Welsh government accused of Omicron ‘overreaction’, as case rates unimpacted by costly Covid curbs

The Welsh government has been accused of “overreacting” to the Omicron wave after announcing plans to scrap controversial Covid restrictions introduced on Boxing Day.

Mark Drakeford, the First Minister, denied the move was a U-turn despite data suggesting that the curbs have had little impact on cases and hospitalisations.

Hospitality bosses said the restrictions had cost Welsh pubs around £16,000 each, while senior Conservatives accused Mr Drakeford of causing needless “pain and anguish” to businesses and families.

According to the most recent data, Covid case rates in England and Wales are practically equal despite the extra rules brought in by Mr Drakeford more than two weeks ago.

In the week to January 8, England saw 1,696 new Covid cases per 100,000, only marginally higher than the 1,616 cases per 100,000 seen in Wales over the same period.

Since Boxing Day, Wales has been on alert level two, which includes mask-wearing in all public venues, pubs and restaurants restricted to table service and the rule of six.
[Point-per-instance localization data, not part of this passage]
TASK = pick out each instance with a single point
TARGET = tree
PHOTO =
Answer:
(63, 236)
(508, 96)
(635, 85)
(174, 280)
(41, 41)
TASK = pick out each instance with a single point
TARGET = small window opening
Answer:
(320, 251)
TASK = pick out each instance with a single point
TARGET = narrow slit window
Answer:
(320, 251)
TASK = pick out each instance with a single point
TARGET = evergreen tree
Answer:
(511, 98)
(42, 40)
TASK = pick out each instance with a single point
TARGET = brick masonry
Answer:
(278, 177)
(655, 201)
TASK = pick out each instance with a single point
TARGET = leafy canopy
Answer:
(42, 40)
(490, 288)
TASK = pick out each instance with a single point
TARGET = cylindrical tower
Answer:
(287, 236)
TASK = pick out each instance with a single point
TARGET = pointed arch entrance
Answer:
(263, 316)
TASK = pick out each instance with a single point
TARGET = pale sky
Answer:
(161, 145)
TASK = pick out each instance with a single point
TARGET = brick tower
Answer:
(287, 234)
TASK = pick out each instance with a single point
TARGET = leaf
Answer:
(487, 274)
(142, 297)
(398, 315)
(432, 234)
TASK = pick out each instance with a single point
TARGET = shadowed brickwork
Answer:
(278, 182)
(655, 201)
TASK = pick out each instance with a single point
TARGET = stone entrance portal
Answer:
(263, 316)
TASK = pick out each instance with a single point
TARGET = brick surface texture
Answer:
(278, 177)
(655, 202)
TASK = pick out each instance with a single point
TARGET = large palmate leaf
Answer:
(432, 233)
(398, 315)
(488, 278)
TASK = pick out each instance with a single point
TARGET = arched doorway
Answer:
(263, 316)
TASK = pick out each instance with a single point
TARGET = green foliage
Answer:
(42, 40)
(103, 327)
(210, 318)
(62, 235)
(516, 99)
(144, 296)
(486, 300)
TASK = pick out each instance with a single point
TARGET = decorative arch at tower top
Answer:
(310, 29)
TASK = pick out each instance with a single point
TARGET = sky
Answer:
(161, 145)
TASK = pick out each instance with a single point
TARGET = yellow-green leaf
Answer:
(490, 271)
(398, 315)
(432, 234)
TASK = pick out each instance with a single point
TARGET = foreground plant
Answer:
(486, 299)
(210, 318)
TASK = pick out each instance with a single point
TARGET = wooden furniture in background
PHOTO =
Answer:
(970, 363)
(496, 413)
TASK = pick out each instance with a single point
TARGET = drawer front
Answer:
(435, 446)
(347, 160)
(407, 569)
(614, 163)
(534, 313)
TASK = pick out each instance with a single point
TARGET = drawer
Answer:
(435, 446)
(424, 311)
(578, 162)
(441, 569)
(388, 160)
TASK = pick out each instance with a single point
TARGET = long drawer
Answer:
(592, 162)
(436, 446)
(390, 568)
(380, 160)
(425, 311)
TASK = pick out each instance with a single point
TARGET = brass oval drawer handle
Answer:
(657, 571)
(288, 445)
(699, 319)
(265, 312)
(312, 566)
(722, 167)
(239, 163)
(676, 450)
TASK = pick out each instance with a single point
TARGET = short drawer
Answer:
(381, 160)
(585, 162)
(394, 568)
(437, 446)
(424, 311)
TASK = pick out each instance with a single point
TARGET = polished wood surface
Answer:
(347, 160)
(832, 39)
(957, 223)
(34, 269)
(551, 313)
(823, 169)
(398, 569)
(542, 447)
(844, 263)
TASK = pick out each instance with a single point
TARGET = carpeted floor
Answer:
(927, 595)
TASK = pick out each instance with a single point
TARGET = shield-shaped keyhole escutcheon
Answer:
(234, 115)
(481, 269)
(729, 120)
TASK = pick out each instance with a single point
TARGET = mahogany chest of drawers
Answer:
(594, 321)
Nightclubs have also been forced to shut.

However, current data shows falling case numbers and a decline in the number of patients in critical care beds.

At a press conference in Cardiff, Mark Drakeford said Wales “may be turning a corner” as he outlined a plan for returning to alert level zero, with all restrictions on outdoor activities scrapped from January 21. Spectators will be able to return to outdoor sporting events, including the Six Nations rugby, though Covid passes will be required.

If the downward trend continues, then alert level zero will apply to all indoor activities from January 28, with nightclubs allowed to reopen and workers legally permitted to return to the office.

Speaking to the BBC, Mr Drakeford denied the move to relax restrictions was a “U-turn”, adding: “Not at all. It’s really the opposite of that.

“What we do in Wales is we follow the science, we follow the data. We make difficult decisions when that is necessary.”

However only last week Mr Drakefored described those calling for the end of restrictions as “fundamentally wrong”, and on Tuesday insisted Wales was “in the teeth of the Omicron storm”, adding that cases were “going up not coming down”.

When new restrictions came into force in Wales on Boxing Day, infections in the two nations were initially identical, at around 1,274 cases per 100,000 people in the previous week.

Despite the new rules Wales saw its case rate surge at a much faster pace, more than doubling to 2,589 cases per 100,00 by January 2.

Cases in Wales have risen almost three times faster than in England

By contrast England’s infection rate grew by just 41 per cent over the same period, and then peaked at a much lower rate of 1,947 per 100,000 on January 4.

Yet while case rates have peaked and are now falling in both nations, they are dropping more sharply in Wales, in a sign the rules may be having some impact.

Over the past week cases have fallen by 38 per cent in Wales, versus 13 per cent in England.

Wales vs England (Covid)

Death rates are also broadly similar between England and Wales – at 2.1 deaths per million for the former and 1.9 for the latter.

Welsh Beer and Pub Association chief executive Emma McLarkin said the rules had cost pubs around £16,000 each in lost sales over the festive period.

Ms McLarkin said: “The indication that we are going back to zero is fantastic, but a lot of damage has been done in that period of closure.

Businesses ‘pushed to brink’

“Every day we trade matters, so I just wish it was happening a bit faster.”

David Chapman, Executive Director of UKHospitality Cymru said: “This is positive and keenly anticipated news following a truly devastating period of restricted hospitality that has wiped out millions of pounds of revenue in weeks.

“Businesses have been pushed to the brink and there has been a palpable collective sigh of relief as today’s news has sunk in.”

Welsh Conservative Senedd leader Andrew RT Davies said:”Despite the detailed scientific evidence from South Africa, Labour ministers clearly overreacted to Omicron, and that has caused significant pain and anguish for families and businesses in Wales.

“Sadly, Labour have left Wales as an outlier in the UK with the strictest restrictions when it comes to sport, outdoor activity and hospitality.”

First Minister Mark Drakeford said: “I want to thank everyone for following the rules we have had in place since Boxing Day to help keep Wales safe while the fast-moving Omicron variant has surged through our communities.”